Flying? No Fear! Conquer your Fear of Flying by Adrian Akers-Douglas and Dr. George Georgiou

This quick read (I got the Kindle edition) is lighthearted and silly, with goofy cartoon drawings and the occasional groan-worthy one-liner. Its snarky British slapstick helps take the formal, rigid aura out of air travel. Akers-Douglas’ book doesn’t bring an immense amount of new information to the table–his focus is primarily on blunting the scary edges of flight with explanations and statistics–but it’s a fun addition to a fearful flyer’s arsenal.

I found the long appendix section by Georgiou to be weird and out of place. Railing against conventional pharmacology and its supposed lack of clinically proven results, he goes on a vehement spree in which he swears undying love to the homeopathic Bach Remedies (specifically “Rescue Remedy”*) because, in part, it once resuscitated a chicken.

Fly without Fear: Guided Meditations for a Relaxed Flight by Krs Edstrom

This audiobook-cum-relaxation-guide is a series of themed tracks, integrating airport and airplane sounds, accompanied by Edstrom’s soothing, enveloping voice. Though her technique is not revolutionary, Edstrom’s positive, loving tone is uplifting. Without being able to point my finger at exactly why, I can say that I loved this audiobook.

The first track is possibly the most useful. A “practice flight,” it guides you through all stages of your day of flight, incorporating realistic sounds at key points to help you work on desensitization. Edstrom gently guides your focus to the physical manifestations of your fear and helps facilitate the release of tension and anxiety.

Pass Through Panic by Dr. Claire Weeks

In this audiobook, a series of original radio broadcasts from the wayback time, is adorable, Australian and vintage. Weeks occasionally digresses into spoken prose that is so sincere and charismatic that it sweeps the listener away.

Weeks was a groundbreaking psychologist who identified some of the notions about anxiety and panic disorders that we take for granted these days. Her noble, slightly posh accent hearkens back to earlier medical times, and her terminology is quaint, if dated. One of her other books, Hope and Help for Your Nerves, is so adorably titled I can hardly deal with it.

The Anxiety & Phobia Workbook by Edmund J. Bourne

While this book, like Weeks’ work above, is not specifically keyed to flying at all, it is a must have for anyone suffering from specific phobias or panic disorders. If you suffer from fear or anxiety: go buy this book. Its exercises, explanations, planning tools and information are top notch.

I first got my hands on this book several years ago, and it is good enough that I am considering laying down some bucks to get the new edition.

The book covers sources of anxieties, types of anxiety and fear disorders (what you have might not be as obvious as you think), recovery plans, medication options, progressive relaxation and breathing exercises, tooling your thoughts, desensitization and quite a bit more.
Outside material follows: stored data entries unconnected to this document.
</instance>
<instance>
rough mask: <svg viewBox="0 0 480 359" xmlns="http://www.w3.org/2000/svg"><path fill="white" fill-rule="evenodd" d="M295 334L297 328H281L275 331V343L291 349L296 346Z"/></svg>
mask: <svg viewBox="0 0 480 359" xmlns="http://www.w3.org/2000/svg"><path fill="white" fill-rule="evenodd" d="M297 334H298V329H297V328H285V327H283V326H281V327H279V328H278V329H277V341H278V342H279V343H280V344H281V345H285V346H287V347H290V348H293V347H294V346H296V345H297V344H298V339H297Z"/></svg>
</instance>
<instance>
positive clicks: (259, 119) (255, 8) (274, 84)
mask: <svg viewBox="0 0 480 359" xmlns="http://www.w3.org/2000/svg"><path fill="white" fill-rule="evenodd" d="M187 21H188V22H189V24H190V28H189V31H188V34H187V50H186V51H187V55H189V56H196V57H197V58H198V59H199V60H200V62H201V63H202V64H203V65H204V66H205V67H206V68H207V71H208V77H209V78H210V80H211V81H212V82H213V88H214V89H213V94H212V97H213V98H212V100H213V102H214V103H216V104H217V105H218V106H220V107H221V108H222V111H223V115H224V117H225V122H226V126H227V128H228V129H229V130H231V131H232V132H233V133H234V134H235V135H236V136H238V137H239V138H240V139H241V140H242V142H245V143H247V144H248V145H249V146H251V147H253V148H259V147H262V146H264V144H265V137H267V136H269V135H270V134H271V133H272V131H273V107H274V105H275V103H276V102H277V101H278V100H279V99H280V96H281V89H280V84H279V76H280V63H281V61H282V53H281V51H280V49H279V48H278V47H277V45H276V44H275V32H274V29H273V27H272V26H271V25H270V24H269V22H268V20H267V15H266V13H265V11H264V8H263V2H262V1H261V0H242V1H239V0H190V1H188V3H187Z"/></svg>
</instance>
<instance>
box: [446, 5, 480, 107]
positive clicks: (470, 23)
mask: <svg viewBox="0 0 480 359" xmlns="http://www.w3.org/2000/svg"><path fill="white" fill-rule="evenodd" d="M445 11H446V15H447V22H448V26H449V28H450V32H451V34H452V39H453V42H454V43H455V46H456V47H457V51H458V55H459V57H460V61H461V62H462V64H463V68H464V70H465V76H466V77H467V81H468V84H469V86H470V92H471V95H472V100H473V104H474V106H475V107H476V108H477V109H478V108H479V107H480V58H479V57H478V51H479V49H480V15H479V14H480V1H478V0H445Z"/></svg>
The most complete compendium of resources I have ever seen in one place.

If you have resources or books that you have found indispensable (or awful) for conquering fear of flying (or anxiety in general), please let me know by commenting or dropping me a line.

* Rescue Remedy, and other Bach Remedies, have consistently failed to perform better than a placebo in laboratory studies (source). I’m just saying.

One Comment

  1. These books are mostly based on three things: info on how flying works, relaxation exercises, and cognitive behavioral therapy techniques.

    How flying works helps, but is not enough to stop the automatic fear reactions that take place.

    Relaxation exercises, according to research, are helpful on the ground be useless for fear of flying.

    Cognitive behavioral therapy is word-based, or statement-based, thus far too slow to keep up with rapidly rising emotion. Emotion overrides the mental processes CBT depends upon.